Determine if silk clipping is problem

Corn Pest Beat: Investigate carefully before deciding to spray for silk-clipping beetles.
May 31, 2019
We always have some Japanese beetles this time of year. How much silk clipping can corn stand before I should spray? If it’s already pollinated, is it too late to help?
The Indiana certified crop advisers answering this question include Jamie Bultemeier, A&L Great Lakes Labs, Fort Wayne; Troy Jenkins, agronomist with Ceres Solutions, Rochester; and Marty Park, Great Lakes Seed Service, Rensselaer.
Bultemeier: The threshold for Japanese beetle clipping of corn silks is when silk length is less than a half inch and less than 50% of the corn is pollinated. If the silks are growing faster than they’re being clipped by the beetles, while corn is shedding pollen, the opportunity for kernel pollination is good. Once the corn is pollinated, there is no need to be concerned with beetles feeding on silks. The silks have already done their job at that point.
Jenkins: Corn silk clipping by corn rootworm and Japanese beetles is always a concern to growers. Corn silks grow on average about an inch per day. Unless the insect clipping is nonstop, day and night, for five continuous days, enough new silk growth will occur to ensure pollination. If clipping is occurring at a rate where a half inch or less of silks remains per day and only 50% pollination has occurred, insecticide treatment is recommended. Once pollination has occurred, insecticide application for these insects will show no great economic benefits.

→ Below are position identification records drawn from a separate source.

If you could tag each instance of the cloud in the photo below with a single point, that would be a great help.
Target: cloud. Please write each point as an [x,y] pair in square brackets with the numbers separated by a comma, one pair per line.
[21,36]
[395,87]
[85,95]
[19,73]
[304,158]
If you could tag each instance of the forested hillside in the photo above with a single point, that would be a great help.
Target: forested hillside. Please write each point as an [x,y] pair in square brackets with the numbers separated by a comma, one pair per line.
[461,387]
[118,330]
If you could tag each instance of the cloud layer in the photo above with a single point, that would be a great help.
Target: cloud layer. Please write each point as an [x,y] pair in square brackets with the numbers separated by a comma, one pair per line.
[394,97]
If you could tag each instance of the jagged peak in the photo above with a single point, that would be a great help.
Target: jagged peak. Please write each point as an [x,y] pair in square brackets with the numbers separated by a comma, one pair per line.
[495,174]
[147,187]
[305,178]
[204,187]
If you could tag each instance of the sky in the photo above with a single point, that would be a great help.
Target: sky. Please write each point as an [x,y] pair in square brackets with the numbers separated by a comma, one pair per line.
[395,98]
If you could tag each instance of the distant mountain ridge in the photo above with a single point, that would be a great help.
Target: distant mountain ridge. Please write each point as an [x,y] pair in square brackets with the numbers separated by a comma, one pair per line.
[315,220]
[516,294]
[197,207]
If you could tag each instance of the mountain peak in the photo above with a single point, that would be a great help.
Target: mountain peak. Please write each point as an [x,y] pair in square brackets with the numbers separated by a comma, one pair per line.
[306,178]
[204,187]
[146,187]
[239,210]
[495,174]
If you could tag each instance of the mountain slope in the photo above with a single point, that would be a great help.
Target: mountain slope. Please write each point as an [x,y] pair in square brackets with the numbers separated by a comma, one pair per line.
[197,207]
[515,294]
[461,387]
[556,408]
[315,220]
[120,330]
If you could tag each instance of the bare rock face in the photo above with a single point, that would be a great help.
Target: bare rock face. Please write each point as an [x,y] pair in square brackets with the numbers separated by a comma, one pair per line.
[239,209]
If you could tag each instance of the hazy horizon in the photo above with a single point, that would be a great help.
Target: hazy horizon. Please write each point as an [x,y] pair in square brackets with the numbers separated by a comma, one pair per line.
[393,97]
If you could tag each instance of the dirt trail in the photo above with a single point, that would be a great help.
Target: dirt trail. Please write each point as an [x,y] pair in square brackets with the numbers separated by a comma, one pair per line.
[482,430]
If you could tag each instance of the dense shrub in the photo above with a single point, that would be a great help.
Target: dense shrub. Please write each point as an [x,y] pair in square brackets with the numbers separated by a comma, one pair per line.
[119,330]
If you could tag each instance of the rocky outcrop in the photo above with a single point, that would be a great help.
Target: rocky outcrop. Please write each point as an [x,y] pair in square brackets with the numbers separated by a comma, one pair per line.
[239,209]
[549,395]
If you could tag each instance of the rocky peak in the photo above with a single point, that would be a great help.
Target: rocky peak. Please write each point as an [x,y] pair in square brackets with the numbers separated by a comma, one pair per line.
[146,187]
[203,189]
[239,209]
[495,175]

Park: We typically see the highest Japanese beetle populations and worst silk feeding on edges of the field. Normally as we go farther into the field, Japanese beetle pressure decreases. The rule of thumb for making an insecticide application is silks need to be cut to a half inch or less before 50% pollination has occurred, with beetles present and feeding. I would recommend the “ear shake” method on several ears with the worst silk feeding to see how successful pollination has been. If they’re pollinated, there’s no need to spray.